I love dark chocolate, but my favorite is definitely of the German type.
Same here. Ritter Sport is a m a z i n g.
Not sure where you live, but if you have an Aldis (or probably even a Trader Joe's) nearby, you can get German chocolate rather cheap since as a German company, a lot of stuff is imported into their stores. Had an imported chocolate cheesecake from them and I just couldn't help myself from eating all of it. Whatever the Germanic people are doing, they, for sure, have their chocolate-making process down to a T.
When I was a teen, my mother worked for a company that returned magazine covers to the publishers once they were out of date in retail stores. The body of the magazines were discarded. Only the covers were accounted for. The stores received a credit if the covers were returned. The body of the magazines were tossed as trash. Note: this was before recycling. I used to ride my bike over to her workplace and sift through the debris, then ride away with a box filled with comics or any other magazine I might like (free). Read a lot of Marvel and D.C. in those days.
There is one particular book sitting on my desk that I have sworn off reading until the situation is just right, as it will require a particular place and mindset, as well as atmosphere, to be in. It requires going to an unusual place in thought and is one of the more notoriously strange pieces of psychology, The Red Book.
I only once read a book except for one set: Harry Potter. Throughout my youth, I had an eidetic memory. Whenever I have read a book, I had the ability to recall every detail. Reading the book twice would be an unnecessary redundancy. Unfortunately for the works of J.K. Rowling, I was much older and the memory I formerly savored has abandoned me. It took me six months to read all seven books the first time simply because I am a very busy man and don't have a lot of time to read. Compounding an inability to put the book down with the discipline to do what needs to be done. Three years later, I read them all again; 2009 & 2012.
I have a difficult time restraining myself from chuckling when people propose that humans were historically predatory animals, despite the fact that as far back as twenty-five million years ago, for which we have no shortage of fossil evidence of on, everything has been consistently preying on them up until the end of the Late Pleistocene and the start of the Holocene during the Greenlandian period. Amusingly, as an added note, I cannot help but crack a smile in knowing that timeline coincides with the rises of the felids with Proailurus on and that those historical techniques such as the skull-bite, specifically meant for hominids, continues as legacy in the modern jaguar. There is a reason I do not work directly with the public and am relegated to the paleontological and zoological realm.
I would surmise that some humans naturally exhibit predatory behavior while others are naturally submissive; prone to being herbivores. The existence of self-restraint, discipline, morality and a body of laws prevents humans from living in chaos.
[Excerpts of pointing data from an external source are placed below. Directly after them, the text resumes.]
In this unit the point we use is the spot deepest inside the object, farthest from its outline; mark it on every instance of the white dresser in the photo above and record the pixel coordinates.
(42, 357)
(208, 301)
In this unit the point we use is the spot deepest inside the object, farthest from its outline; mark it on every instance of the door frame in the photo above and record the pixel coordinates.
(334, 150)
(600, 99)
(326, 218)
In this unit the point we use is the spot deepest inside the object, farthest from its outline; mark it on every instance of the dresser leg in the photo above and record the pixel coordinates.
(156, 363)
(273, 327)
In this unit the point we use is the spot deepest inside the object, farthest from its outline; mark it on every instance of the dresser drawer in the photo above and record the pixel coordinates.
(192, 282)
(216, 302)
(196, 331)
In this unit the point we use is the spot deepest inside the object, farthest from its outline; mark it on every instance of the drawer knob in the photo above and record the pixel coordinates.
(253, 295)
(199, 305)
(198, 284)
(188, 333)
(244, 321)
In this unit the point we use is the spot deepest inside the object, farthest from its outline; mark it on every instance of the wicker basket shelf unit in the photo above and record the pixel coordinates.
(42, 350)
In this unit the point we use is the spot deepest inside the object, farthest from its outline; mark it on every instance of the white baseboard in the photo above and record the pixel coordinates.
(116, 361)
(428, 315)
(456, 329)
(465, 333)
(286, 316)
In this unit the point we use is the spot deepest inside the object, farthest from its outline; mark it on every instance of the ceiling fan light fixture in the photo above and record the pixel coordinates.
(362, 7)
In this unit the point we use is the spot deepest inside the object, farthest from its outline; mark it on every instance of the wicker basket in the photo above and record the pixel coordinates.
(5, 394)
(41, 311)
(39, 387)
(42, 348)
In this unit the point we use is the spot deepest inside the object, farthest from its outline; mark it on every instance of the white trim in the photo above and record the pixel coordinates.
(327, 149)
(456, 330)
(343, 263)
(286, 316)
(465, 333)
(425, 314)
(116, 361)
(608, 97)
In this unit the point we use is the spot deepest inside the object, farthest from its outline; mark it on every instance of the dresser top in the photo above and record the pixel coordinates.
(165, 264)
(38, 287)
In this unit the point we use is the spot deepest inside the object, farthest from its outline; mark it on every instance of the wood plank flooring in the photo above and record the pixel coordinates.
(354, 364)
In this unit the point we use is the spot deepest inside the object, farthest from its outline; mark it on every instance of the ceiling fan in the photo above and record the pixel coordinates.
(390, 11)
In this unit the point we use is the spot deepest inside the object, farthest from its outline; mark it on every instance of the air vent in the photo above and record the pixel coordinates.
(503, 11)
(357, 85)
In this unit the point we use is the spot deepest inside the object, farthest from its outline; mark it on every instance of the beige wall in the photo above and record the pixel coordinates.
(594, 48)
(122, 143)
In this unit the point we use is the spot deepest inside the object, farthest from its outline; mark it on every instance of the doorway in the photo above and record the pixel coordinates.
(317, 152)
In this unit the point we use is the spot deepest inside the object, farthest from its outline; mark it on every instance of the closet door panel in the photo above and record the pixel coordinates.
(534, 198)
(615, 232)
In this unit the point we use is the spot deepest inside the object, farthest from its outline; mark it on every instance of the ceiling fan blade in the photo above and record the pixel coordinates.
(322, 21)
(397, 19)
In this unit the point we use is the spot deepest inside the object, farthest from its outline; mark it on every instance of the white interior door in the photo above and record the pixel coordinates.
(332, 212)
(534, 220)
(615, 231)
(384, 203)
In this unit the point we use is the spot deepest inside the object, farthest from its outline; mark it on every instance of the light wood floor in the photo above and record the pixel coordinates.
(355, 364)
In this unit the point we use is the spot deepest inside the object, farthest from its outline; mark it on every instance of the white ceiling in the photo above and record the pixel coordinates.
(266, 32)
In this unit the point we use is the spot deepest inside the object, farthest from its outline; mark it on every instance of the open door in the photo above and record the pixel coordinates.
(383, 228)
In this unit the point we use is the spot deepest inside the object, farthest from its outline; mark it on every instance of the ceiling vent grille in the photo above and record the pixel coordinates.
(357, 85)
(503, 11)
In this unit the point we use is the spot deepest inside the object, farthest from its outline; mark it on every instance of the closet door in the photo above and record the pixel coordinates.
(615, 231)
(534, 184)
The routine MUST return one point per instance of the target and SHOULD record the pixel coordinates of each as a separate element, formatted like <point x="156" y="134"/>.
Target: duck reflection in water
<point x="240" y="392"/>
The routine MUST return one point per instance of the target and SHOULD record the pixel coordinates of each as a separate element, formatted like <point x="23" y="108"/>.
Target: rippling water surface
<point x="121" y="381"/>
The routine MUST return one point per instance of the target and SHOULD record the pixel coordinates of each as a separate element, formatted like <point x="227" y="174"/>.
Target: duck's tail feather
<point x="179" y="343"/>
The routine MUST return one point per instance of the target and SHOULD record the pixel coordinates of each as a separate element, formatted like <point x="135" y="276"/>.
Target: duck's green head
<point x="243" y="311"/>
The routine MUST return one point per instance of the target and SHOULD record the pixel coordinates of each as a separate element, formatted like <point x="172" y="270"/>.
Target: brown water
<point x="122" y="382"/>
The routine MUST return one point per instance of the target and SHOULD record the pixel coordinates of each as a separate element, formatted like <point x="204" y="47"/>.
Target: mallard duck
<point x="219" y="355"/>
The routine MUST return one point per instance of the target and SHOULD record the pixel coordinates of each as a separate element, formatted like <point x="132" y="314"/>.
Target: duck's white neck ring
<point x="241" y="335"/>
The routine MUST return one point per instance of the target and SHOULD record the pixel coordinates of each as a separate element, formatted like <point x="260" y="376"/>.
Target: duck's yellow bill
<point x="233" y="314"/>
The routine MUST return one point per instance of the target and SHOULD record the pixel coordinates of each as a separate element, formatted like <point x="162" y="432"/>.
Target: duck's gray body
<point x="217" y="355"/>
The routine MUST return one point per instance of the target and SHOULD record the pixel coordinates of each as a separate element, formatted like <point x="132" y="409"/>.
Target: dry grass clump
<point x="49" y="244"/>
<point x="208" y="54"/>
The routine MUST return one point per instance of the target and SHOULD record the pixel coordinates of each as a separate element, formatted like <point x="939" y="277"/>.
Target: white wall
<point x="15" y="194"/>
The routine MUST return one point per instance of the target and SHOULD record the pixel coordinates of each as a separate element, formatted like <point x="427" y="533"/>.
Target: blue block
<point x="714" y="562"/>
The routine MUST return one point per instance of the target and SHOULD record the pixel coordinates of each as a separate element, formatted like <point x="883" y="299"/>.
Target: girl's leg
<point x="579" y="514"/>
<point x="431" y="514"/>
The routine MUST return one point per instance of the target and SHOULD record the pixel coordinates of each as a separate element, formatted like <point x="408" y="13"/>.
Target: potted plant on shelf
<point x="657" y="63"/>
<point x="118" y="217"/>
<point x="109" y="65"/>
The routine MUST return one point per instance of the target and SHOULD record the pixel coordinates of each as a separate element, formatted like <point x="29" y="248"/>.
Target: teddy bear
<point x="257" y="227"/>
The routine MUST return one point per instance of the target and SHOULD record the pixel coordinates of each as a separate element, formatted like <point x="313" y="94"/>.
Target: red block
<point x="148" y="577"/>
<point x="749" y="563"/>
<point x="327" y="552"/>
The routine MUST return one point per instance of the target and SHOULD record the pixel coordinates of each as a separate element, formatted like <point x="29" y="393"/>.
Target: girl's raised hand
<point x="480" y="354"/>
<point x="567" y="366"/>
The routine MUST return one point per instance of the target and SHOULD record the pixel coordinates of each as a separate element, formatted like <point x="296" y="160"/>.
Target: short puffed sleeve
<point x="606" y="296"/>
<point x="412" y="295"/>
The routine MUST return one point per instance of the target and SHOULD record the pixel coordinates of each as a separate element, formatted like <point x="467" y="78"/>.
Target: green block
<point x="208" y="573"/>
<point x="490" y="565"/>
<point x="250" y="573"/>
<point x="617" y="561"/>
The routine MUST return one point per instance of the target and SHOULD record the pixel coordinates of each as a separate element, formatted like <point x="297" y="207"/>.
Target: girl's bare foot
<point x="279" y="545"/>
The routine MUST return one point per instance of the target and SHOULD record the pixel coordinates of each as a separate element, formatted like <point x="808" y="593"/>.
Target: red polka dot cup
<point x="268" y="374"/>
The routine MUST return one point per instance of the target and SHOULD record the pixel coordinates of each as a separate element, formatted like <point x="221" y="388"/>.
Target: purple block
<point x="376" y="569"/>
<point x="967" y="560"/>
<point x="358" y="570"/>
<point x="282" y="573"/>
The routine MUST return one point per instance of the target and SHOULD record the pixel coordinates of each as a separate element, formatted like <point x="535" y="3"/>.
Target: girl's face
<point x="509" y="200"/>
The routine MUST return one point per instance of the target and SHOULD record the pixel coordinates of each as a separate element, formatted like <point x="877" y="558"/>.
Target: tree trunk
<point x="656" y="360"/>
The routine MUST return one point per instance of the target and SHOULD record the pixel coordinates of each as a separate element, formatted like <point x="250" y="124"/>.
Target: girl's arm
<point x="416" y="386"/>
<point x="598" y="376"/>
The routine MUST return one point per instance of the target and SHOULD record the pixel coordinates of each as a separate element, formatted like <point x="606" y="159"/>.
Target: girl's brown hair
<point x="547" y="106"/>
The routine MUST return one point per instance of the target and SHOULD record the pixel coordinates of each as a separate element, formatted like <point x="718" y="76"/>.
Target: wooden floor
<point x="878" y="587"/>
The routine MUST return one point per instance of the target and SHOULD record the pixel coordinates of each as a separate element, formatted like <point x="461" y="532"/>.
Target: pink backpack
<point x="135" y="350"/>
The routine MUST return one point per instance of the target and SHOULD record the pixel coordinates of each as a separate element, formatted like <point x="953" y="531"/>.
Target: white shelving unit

I had once donated half the entirety of my pay to support exoric feline conservation. It was simultaneously one of the best acts of charity I had carried out, being meaningful to myself as well as effective, in that it supported a large number of animals directly, but also tested my resource management in the form of budgeting. Needless to say, it is one of those aspects I am considering doing again.
I am afraid as much as the cats were interesting, I cannot find that show interesting, @Gunther. I too have never watched any of it, that was the most and only I have ever seen, but the writing of the comedy was a bit grating. Then again as noted here, I do not understand the concept of humor well. I appreciate your effort all the same and I suppose that leads me into this fact; I still do not understand what makes mainstream shows popular.